The value of patents lies not only in how well they fullfil their statutory purpose of allowing means of appropriation and incentive for inventors to pursue risky R&D, but also in how they facillitate market activities critical to innovation. Example: patents enable decentralized innovation where small firms can specialize and compete with larger vertically integrated firms; and serve as exchange mechanisms in industries where the complexity of innovation demands technological diffusion via cross-licensing.

A recent paper by scholars from Rutgers and Katholieke Univ Leuven in Belgium considers the effect of patents on firms' decision making, and argues that patents help firms sustain R&D spending in times of uncertainty, compared to non-patenting firms. Andrew Toole and Dirk Czarnitzki, Patent Protection, Market Uncertainty, and R&D Investment (September 2006). Berkeley Center for Law and Technology Scholarship.

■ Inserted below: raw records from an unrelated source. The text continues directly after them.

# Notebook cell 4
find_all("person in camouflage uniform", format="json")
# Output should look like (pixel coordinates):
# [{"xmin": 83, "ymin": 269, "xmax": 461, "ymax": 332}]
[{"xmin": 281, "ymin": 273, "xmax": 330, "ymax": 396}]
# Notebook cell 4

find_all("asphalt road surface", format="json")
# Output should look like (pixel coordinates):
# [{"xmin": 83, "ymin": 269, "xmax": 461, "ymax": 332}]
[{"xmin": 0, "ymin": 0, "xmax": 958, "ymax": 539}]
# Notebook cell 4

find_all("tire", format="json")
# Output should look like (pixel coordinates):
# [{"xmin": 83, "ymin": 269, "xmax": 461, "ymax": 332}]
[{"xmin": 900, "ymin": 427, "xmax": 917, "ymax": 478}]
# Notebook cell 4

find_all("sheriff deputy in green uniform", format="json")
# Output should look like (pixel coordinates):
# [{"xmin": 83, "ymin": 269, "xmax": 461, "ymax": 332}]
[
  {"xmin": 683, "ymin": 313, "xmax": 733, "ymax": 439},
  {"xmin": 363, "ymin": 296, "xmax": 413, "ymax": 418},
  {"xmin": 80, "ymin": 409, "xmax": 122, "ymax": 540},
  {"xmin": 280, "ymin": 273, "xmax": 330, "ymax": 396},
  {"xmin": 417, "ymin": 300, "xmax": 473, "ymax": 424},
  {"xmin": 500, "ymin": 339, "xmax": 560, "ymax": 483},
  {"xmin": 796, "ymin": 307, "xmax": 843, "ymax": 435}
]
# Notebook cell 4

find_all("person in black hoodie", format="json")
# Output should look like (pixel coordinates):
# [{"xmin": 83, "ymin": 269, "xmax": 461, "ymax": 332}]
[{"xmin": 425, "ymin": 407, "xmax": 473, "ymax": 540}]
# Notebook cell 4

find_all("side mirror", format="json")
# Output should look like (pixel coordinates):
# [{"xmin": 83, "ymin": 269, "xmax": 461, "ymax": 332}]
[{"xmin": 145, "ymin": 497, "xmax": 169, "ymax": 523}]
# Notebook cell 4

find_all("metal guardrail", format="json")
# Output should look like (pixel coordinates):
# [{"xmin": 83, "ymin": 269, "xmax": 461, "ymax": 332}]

The paper contributes to patent literature the insight that patents can have settling effect in high risk industries, which may support their task to incent innovating activity.

The authors take a "real options theory" approach to studying patents and R&D. Under this theory, uncertainty from revenue volatility and market activity can reduce R&D spending. However patents may help overcome uncertainty by protecting against misappropriation by competitors, thereby incenting firms to continue R&D investments.

The study finds:

...greater uncertainty about market revenues reduces investment in ...capital ...Firms can avoid large losses by waiting for new information about market conditions and forgoing investment ... This would lower current R&D investment. Alternatively, a patent may protect the firm from market uncertainties ... This reduces ...firm’s sensitivity to market uncertainty... and leads to greater ...R&D investment. ..

...revenue volatility significantly reduces R&D investment by non-patenting firms whereas firms with patent protection have no significant response. This suggests that patent protection, acting through the real options mechanism, diminishes the patenting firm’s sensitivity to market uncertainties and stimulates R&D investment. ..

Our ...estimate suggests (under the real options theory)...patent protection generates about 20% of the total private returns to R&D investment for (sample) firms. .. to our knowledge, this “real options mechanism” has not been examined in the patent literature but it may prove to be a fruitful approach to understanding the impact of the patent system on investment and innovation.

The paper raises an interesting point. Software patent opponents often do not address the value of patents outside their statutory economic justification. This oversight implies that patents can only be important for one reason- incenting R&D. However, once innovators gain patent protection, patents give them many more advantages than simply safeguarding appropriation. Software patent critics should consider in their equation the full range of functional values provided by patents, such as inducing R&D even in times of uncertainty as this paper suggests, when they study the net effect of software patents on the industry.